Over the last couple of years I have invested a lot of $$$ in replacing all of the old stuff that served me well for 30 years. I want this stuff to last me as long as my old gear did.

Would love to hear your opinions.
TjB


----------



## greg12345 (Jan 8, 2007)

It's probably OK for epoxy but I am leery of the solvents in there, I don't know if you are going to spray down your reels as well but that will essentially dissolve away grease, etc. Would be worried about it's effect on mono as well. If you want a proven and safe solution that is a step up from WD-40 in my opinion you can take a look at Corrosion X which is what I use on all my rods/reels, it is about half the price of the stuff in your post but still more than WD-40.


----------



## tjbjornsen (Oct 31, 2009)

Yeah,
I'm sticking to the spray-it-on-a-rag and wipe down for the reels. Not sprayed directly on the reels.
I'll look into the Corrosion X as well. Thanks.
But for what it is worth, nothing I have ever used has made our sliding glass doors move like this TSI stuff. Just for that alone it is worth its weight in gold!


----------



## Don B (Jul 28, 2001)

You will probably want to check out the LPS line of lubricants and corrosion inhibitors. People have favored LPS2 for spraying on rods and reels. The MRO Selection Finder (link) walks you through making a selection. 

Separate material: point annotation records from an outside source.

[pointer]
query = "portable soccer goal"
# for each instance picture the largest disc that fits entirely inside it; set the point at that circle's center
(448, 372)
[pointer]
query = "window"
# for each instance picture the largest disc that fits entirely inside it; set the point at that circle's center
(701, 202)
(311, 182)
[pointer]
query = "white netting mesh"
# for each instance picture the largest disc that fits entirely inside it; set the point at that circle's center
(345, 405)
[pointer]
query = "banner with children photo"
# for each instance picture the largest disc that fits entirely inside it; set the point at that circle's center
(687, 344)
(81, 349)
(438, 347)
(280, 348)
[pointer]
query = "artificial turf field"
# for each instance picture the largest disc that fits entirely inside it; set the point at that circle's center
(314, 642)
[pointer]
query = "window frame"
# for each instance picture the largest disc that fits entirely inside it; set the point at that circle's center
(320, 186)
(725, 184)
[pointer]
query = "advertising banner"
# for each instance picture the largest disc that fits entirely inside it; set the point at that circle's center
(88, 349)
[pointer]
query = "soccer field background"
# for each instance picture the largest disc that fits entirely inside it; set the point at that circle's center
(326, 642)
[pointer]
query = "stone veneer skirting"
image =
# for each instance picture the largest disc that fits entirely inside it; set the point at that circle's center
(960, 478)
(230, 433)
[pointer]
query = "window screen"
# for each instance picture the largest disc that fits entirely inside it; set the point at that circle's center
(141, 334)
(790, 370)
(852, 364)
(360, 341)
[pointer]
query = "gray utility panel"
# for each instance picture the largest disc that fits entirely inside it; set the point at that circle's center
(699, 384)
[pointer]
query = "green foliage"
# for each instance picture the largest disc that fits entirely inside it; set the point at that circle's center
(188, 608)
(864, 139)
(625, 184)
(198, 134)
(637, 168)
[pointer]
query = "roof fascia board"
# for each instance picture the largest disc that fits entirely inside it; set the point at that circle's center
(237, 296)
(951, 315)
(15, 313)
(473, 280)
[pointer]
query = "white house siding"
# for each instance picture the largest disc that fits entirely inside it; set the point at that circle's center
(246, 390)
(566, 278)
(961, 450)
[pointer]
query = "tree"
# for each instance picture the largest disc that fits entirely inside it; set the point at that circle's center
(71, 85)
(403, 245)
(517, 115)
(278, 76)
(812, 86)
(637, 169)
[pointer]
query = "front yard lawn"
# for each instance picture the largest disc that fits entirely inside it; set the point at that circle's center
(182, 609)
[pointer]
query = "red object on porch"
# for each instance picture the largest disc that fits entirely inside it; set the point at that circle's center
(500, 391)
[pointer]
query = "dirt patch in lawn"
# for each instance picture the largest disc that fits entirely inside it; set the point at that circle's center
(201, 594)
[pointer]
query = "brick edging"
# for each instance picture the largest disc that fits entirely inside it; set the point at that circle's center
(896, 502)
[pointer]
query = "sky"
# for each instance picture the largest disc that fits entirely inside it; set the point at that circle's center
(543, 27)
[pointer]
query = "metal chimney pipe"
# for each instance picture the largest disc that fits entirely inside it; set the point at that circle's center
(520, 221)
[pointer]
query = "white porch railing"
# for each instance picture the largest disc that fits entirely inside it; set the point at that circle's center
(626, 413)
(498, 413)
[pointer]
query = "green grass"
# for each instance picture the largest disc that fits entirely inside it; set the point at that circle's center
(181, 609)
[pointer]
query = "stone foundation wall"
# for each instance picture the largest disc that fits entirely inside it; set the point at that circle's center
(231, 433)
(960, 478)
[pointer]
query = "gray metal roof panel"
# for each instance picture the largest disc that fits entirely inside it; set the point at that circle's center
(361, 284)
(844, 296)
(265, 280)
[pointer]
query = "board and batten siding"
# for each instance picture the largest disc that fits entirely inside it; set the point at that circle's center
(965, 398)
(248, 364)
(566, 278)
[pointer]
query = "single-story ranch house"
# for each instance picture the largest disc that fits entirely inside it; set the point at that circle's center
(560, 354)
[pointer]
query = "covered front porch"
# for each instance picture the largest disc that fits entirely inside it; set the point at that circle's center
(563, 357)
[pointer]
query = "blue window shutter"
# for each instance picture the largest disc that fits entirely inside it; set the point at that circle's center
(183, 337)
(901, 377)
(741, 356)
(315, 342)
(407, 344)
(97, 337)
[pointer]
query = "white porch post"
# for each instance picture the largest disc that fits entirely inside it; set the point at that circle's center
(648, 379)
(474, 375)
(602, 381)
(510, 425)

http://www.lpslabs.com/product_pg/lubricants_pg/LPS2.html

Don


----------



## RuddeDogg (Mar 20, 2004)

During the season I use Reel Magic for rods and reels and then after the season, I use Mr. Clean Orange and then when dry I use Turtle Wax spray for the rods and Fltz for the Chrome guides. Been doing this for a few years with no problems at all.


----------